Random news and thoughts about various two-wheeled projects and music, especially my band, Skull Full Of Blues.

Wednesday, August 05, 2015


 I've been back from my big motorbike trip for a week, tomorrow. I have a few photo-heavy posts planned. But, I am still processing the trip in my head, planning how to arrange the info/photos. If you are interested, those posts are on the way. In the meantime, here's an oddity; a bicycle post!

I will say, without reservation, that I love my Funk bike. I designed it, had it built by a couple of the finest frame builders in Colorado, and I have ridden it for everything from 24-hour mountain bike races, to the Copper Triangle, to commuting back and forth to work. It has the cachet of being the only one of its kind (it was  prototype for a production frame, but that never happened). And if it was a woman, I'd marry her, assuming that she would have me.

But, a while back, the bike developed a bit of a creak. It was subtle, at first, and I thought it was the leather on the saddle rubbing against the rails. As time went by, the creak became more pronounced, and it really started to bug me. A couple of days before my vacation, I got the bike out and tried to fix the problem, by replacing the seat, removing and regreasing the seat post, etc. It continued to make noise, so I put it in the shop building and figured that I could look at it after I got home.

Today, I rode the bike to work, and the creak was worse; incessant and louder than ever.  For the first time, it would continue to creak, even if I got out of the saddle. At that point, I started considering the bottom bracket/crank/pedal interfaces as the possible source of the creak.

On the way home, the noise was driving me crazy. It was so bat that I was having thoughts of just abandoning ship and walking home. There is just something infuriating about a high-end bike with a low-class problem...

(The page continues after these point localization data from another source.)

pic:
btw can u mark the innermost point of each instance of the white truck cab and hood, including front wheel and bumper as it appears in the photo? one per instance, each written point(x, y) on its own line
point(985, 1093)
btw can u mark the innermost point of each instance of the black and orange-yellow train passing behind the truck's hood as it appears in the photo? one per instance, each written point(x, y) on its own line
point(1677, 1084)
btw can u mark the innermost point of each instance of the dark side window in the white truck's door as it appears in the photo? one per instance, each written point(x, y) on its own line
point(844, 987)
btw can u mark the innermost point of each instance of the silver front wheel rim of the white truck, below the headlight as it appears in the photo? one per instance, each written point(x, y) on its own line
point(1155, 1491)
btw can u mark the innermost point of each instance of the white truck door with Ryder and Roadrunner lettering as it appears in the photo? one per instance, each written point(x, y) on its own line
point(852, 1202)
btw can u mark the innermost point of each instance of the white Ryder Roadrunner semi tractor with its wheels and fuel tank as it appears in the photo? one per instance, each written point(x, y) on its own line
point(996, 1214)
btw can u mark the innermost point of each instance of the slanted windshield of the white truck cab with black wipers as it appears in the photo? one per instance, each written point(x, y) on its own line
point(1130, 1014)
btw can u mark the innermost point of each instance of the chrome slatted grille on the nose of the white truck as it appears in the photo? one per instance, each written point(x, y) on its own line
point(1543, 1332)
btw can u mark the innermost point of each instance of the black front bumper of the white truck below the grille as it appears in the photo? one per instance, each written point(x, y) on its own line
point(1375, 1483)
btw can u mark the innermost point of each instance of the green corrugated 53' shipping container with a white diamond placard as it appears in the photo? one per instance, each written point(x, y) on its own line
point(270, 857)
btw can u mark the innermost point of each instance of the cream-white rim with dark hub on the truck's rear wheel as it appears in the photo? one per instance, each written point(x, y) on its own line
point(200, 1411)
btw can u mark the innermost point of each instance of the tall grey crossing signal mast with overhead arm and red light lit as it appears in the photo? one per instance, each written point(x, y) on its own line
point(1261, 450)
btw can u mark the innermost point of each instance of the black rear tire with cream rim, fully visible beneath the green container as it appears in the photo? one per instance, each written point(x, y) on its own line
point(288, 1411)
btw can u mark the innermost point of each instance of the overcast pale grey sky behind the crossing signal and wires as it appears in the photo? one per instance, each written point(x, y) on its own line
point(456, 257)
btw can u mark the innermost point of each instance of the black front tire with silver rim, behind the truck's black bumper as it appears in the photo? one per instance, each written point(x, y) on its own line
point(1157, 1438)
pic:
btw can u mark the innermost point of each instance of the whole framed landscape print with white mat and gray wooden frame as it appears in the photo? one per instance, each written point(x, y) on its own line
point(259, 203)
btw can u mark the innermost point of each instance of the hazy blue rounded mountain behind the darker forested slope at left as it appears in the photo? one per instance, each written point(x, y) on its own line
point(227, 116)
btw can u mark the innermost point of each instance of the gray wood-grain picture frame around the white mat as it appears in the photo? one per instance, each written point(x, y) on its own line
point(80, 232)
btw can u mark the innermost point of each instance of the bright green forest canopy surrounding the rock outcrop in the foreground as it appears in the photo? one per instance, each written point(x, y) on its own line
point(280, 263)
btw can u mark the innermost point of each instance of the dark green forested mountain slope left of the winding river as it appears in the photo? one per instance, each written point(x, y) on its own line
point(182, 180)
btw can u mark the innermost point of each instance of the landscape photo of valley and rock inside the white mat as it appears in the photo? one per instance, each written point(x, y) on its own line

When I got home, I put the bike in the stand, and pulled the cranks. I figured that the first thing to do was to remove the bottom bracket and put some fresh anti-seize compound on the threads. Aluminum and titanium do not interact well without a buffer between them.

The bottom bracket is a Shimano external-bearing style. The cups could be creaking in the frame. Or, the crank arm could be creaking on the spindle. Or, as I figured out, once the bb was out of the bike, the bearing on the drive side could be contaminated and grinding itself into powder, while doing the bearing equivalent of screaming in agony: creaking!

Printing "Do Not Disassemble" on a bicycle bearing and selling it to me is the equivalent of printing "Do Not Chew" on a bone, and tossing it to a dog. I've never met a bike bearing that I didn't eventually see the inside of.

I didn't photograph the surgery, because I was more intent on fixing the bike than I was on posting photos of the process. Suffice it to say that they probably don't want you to disassemble these bearings because they are embarrassed by how small their balls are. The ball bearings in these bottom brackets are about 3/16" or 1/8" (I didn't measure), which is pretty small for the loads to which they are subjected.

I cleaned the bearing, then greased and reassembled it, and reinstalled the bb. No creak on the test ride!

But, I think that it is a temporary fix. The bearing is pretty much toast, so it needs to be replaced.  A new set of bearings is on the way. At about $20.00 for the complete bb, I don't see any need to ride around on a worn-out bearing.

Considering the wear and tear that I have put this bike through, I have no real complaints about the lifespan of the original bearings. If the second set takes as much abuse as the first, I will be happy!